Ehrlich wurde blaß. »Aber, Frau Sybille, Ihr müßt es wissen! Wir begegneten ihm am Stadttor, wo er Schwierigkeiten hatte, weil er wenig Latein spricht und diese Narren vom Zoll dort noch weniger. Er sagte, er wolle das Unternehmen besuchen, und habe schon einen Boten vorausgeschickt. Ich hatte es eilig, Herrn Fugger Bericht zu erstatten, deswegen ließ ich nur einige meiner Leute dort, um ihm zu helfen und ihm den Weg zu weisen, und zog weiter. Es muß ein großer Herr sein, ich glaube sogar, es ist Ibn Ammar, mit dem Euer Gemahl schon länger in Verbindung steht.«
Sybille preßte die Hand an die Schläfen. Es war klar, was geschehen war. Ein Bote konnte in diesen unruhigen Zeiten leicht verschwinden, dazu bedurfte es nur ein paar geschickter Straßenräuber. Doch ebenso offensichtlich war, daß sie überhaupt nicht auf einen Kaufmann aus dem Orient, der Jakob wichtige Handelswege eröffnen konnte, vorbereitet waren.
Sie schluckte und straffte sich. Für Johann Ehrlich und seinen Zug hatte sie glücklicherweise gesorgt. Eilig gab sie den Befehl, einige Gemächer vorzubereiten.
»Wenn nötig, dann quartiert eben einige der Scholaren aus, die in der letzten Woche gekommen sind, und … Meister Ehrlich, Ihr wollt bestimmt endlich zu meinem Gemahl. Erzählt ihm als erstes von dem Fremden. Wie viele Männer hat er bei sich?«
Ehrlich kratzte sich verwirrt am Kopf, doch der Junge, der neben ihm stand, sagte kühl: »Etwa zwanzig. Ihr solltet ihnen auch ein Bad vorbereiten lassen, Tante, das würden sie schätzen.« Sybille warf ihm einen verwunderten Blick zu und winkte einen Bediensteten herbei. Veronika, die bisher geschwiegen hatte, runzelte die Stirn.

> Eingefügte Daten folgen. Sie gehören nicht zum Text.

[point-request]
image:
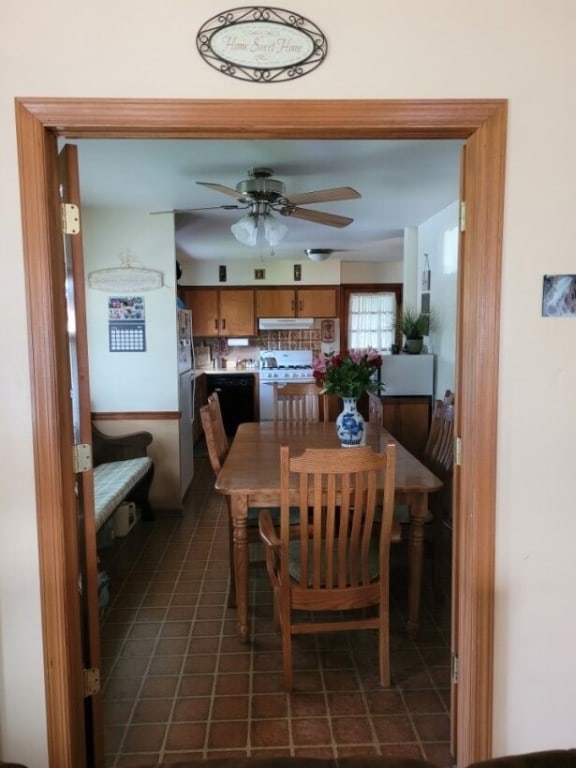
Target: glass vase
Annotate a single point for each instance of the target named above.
(350, 424)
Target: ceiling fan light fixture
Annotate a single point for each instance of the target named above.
(246, 230)
(274, 230)
(319, 254)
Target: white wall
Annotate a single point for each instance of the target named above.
(116, 377)
(371, 271)
(279, 272)
(520, 51)
(438, 238)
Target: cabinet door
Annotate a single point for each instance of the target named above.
(204, 305)
(316, 302)
(237, 313)
(272, 303)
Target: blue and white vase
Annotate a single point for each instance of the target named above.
(350, 424)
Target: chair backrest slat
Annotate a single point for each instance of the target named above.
(299, 402)
(216, 440)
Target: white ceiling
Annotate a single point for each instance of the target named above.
(402, 184)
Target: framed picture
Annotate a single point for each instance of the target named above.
(559, 296)
(426, 280)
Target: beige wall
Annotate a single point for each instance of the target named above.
(522, 51)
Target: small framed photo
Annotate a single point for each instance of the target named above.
(559, 296)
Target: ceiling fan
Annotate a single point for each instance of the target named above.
(263, 194)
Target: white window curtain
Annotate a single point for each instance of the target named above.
(371, 321)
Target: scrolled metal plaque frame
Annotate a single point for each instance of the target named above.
(261, 44)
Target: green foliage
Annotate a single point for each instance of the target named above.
(348, 373)
(414, 325)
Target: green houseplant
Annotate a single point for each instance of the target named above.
(414, 326)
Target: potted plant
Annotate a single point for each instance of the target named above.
(414, 326)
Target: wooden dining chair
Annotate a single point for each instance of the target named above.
(438, 457)
(337, 560)
(299, 402)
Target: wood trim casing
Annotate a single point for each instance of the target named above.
(481, 122)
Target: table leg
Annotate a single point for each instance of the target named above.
(239, 513)
(418, 510)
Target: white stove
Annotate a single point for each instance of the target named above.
(282, 366)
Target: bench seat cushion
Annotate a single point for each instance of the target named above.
(113, 481)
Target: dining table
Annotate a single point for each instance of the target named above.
(250, 476)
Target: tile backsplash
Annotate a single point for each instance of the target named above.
(296, 339)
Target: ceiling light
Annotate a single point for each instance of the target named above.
(319, 254)
(247, 228)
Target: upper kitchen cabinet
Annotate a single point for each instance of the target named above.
(303, 302)
(221, 311)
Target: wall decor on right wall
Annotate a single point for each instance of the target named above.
(559, 296)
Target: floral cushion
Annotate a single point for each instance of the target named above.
(113, 481)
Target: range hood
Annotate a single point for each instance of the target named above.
(285, 323)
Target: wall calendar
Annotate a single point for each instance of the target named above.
(126, 324)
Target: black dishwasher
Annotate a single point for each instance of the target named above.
(236, 392)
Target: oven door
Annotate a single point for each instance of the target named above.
(266, 400)
(266, 393)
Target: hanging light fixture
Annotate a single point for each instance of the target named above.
(260, 219)
(319, 254)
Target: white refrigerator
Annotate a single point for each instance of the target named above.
(186, 393)
(407, 374)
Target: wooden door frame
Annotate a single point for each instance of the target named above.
(40, 121)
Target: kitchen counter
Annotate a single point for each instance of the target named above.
(220, 371)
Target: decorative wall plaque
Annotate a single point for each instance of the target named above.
(261, 44)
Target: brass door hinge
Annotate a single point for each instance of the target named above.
(81, 457)
(70, 217)
(462, 216)
(91, 682)
(454, 669)
(458, 451)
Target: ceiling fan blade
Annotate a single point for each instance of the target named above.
(208, 208)
(221, 188)
(318, 217)
(325, 196)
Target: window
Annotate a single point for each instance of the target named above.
(372, 320)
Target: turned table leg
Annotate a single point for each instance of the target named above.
(239, 513)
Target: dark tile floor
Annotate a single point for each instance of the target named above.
(178, 683)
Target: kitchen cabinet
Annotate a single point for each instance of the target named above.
(221, 311)
(301, 302)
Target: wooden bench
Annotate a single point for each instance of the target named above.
(123, 471)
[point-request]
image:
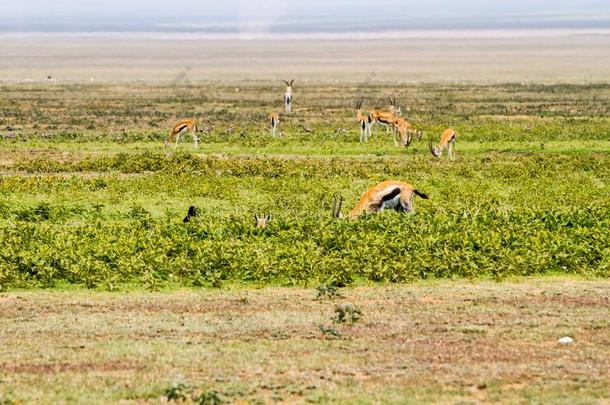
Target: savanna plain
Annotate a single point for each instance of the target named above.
(107, 296)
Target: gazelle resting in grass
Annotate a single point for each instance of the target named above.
(262, 222)
(447, 142)
(364, 122)
(405, 131)
(390, 194)
(186, 125)
(274, 121)
(288, 96)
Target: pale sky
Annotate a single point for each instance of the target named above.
(67, 14)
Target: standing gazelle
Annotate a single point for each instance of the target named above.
(288, 96)
(274, 121)
(364, 121)
(386, 117)
(390, 194)
(447, 142)
(185, 125)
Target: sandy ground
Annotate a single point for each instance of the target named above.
(449, 58)
(442, 342)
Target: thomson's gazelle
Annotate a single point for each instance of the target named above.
(364, 122)
(288, 96)
(274, 121)
(405, 131)
(390, 194)
(186, 125)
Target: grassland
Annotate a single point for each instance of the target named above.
(433, 342)
(89, 197)
(90, 200)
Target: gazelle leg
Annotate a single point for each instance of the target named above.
(195, 139)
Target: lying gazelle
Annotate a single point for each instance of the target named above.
(288, 96)
(262, 222)
(447, 142)
(185, 125)
(389, 194)
(274, 121)
(364, 121)
(405, 131)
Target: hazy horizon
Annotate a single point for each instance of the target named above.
(296, 16)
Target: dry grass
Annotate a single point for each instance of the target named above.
(85, 58)
(434, 342)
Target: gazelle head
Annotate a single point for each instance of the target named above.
(262, 222)
(435, 150)
(359, 104)
(337, 204)
(193, 212)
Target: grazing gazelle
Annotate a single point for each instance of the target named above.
(447, 142)
(405, 131)
(274, 120)
(364, 121)
(389, 194)
(386, 117)
(261, 222)
(192, 213)
(186, 125)
(288, 96)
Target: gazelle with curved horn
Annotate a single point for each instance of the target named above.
(389, 194)
(364, 122)
(396, 111)
(274, 121)
(447, 142)
(262, 222)
(386, 117)
(288, 96)
(337, 204)
(185, 125)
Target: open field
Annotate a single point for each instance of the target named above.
(91, 209)
(88, 195)
(442, 342)
(544, 56)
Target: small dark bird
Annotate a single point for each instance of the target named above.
(193, 212)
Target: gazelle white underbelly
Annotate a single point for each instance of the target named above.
(391, 204)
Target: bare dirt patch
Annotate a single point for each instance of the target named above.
(441, 342)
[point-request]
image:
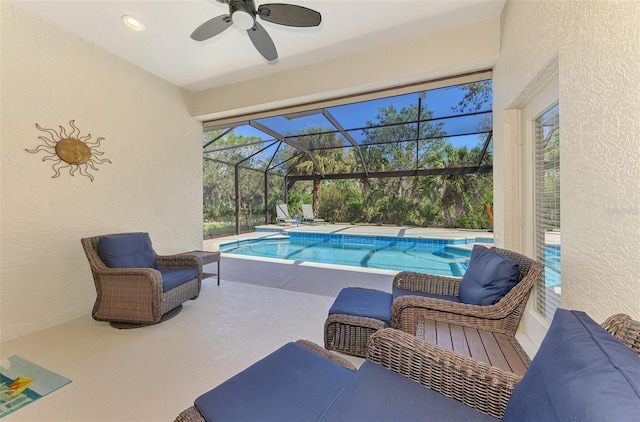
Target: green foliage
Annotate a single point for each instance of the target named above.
(388, 144)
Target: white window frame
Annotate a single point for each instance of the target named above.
(533, 324)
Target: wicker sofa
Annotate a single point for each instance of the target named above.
(135, 286)
(583, 371)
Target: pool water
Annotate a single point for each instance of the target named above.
(438, 260)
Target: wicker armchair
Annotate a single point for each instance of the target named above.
(128, 297)
(350, 333)
(502, 317)
(476, 384)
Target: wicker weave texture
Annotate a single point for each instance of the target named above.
(625, 329)
(503, 317)
(476, 384)
(135, 294)
(350, 334)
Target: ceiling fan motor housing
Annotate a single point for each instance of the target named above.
(243, 13)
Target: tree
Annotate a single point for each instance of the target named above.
(327, 153)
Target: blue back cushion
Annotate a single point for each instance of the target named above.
(131, 250)
(291, 384)
(488, 278)
(580, 373)
(374, 304)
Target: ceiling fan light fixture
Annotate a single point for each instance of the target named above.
(133, 23)
(242, 19)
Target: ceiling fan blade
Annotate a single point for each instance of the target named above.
(289, 15)
(211, 28)
(263, 42)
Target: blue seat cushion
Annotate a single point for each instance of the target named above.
(374, 304)
(173, 277)
(379, 394)
(131, 250)
(397, 292)
(488, 278)
(291, 384)
(580, 373)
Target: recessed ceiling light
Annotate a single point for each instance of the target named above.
(133, 23)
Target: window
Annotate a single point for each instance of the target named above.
(547, 209)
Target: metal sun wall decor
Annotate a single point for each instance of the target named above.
(70, 151)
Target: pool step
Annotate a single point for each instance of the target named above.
(464, 249)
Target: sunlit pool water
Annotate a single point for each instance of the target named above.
(438, 260)
(439, 257)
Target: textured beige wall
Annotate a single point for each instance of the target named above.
(597, 46)
(153, 184)
(448, 52)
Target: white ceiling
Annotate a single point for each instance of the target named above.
(166, 50)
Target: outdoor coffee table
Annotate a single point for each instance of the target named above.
(207, 257)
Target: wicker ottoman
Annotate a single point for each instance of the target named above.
(354, 316)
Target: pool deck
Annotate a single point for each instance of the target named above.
(354, 230)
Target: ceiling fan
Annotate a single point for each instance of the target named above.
(242, 13)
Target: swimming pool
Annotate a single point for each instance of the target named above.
(431, 256)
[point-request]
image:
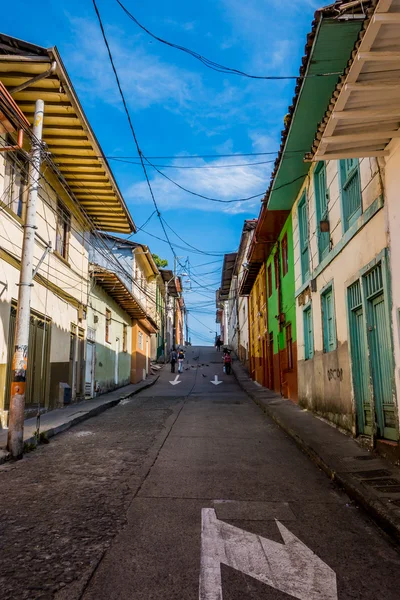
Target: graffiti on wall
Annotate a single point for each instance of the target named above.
(335, 374)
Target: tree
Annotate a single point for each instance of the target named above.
(160, 262)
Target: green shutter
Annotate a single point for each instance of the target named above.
(303, 234)
(321, 202)
(328, 320)
(308, 334)
(351, 191)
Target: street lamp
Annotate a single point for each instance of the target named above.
(166, 317)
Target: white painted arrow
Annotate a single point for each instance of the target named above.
(291, 567)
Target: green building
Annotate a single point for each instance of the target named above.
(281, 315)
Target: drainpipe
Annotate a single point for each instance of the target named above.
(15, 441)
(39, 77)
(17, 146)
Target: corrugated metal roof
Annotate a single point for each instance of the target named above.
(66, 131)
(117, 290)
(327, 50)
(363, 116)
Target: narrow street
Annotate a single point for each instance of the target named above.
(112, 509)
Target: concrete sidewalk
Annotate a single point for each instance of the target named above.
(369, 480)
(57, 421)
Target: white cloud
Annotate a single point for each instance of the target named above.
(225, 184)
(144, 76)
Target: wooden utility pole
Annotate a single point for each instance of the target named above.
(15, 442)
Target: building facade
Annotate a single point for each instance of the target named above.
(281, 316)
(68, 208)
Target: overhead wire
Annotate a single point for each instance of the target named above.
(217, 66)
(131, 124)
(202, 195)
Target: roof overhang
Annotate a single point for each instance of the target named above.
(333, 40)
(364, 112)
(66, 131)
(227, 272)
(11, 117)
(115, 288)
(269, 226)
(172, 281)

»Mich wundert«, sagte sie schneidend, »daß du diesem unverschämten Bengel einen solchen Ton durchgehen läßt, Schwägerin. Er brauchte eine Tracht Prügel! Du willst doch nicht etwa auf ihn hören?«
Sybille hielt mitten in der Bewegung inne und schaute auf ihren Neffen. »O doch«, sagte sie langsam, »das werde ich. Richard, sprichst du Arabisch?« Er nickte nur. Sie schalt sich eine Närrin, weil sie nicht früher an diese Möglichkeit gedacht hatte. »Liebe Veronika«, sagte sie, »wenn du gestattest, werde ich mich jetzt mit Richard entfernen. Ich möchte doch nicht, daß du weiter unter unserer Gegenwart leiden mußt.«
An die nächsten Minuten konnte sie sich später kaum erinnern. Sie verschwammen in einer Flut von Bewegungen, hastigen Befehlen und dem vergeblichen Versuch, von Richard noch schnell einige arabische Ausdrücke zu lernen. Dann kam der Mann, den sie geschickt hatte, um dem unbekannten Gast den Weg durch den Markt zu bahnen, und kündigte »den ehrenwerten Abu Bakr Muhammad Ibn Ammar« an.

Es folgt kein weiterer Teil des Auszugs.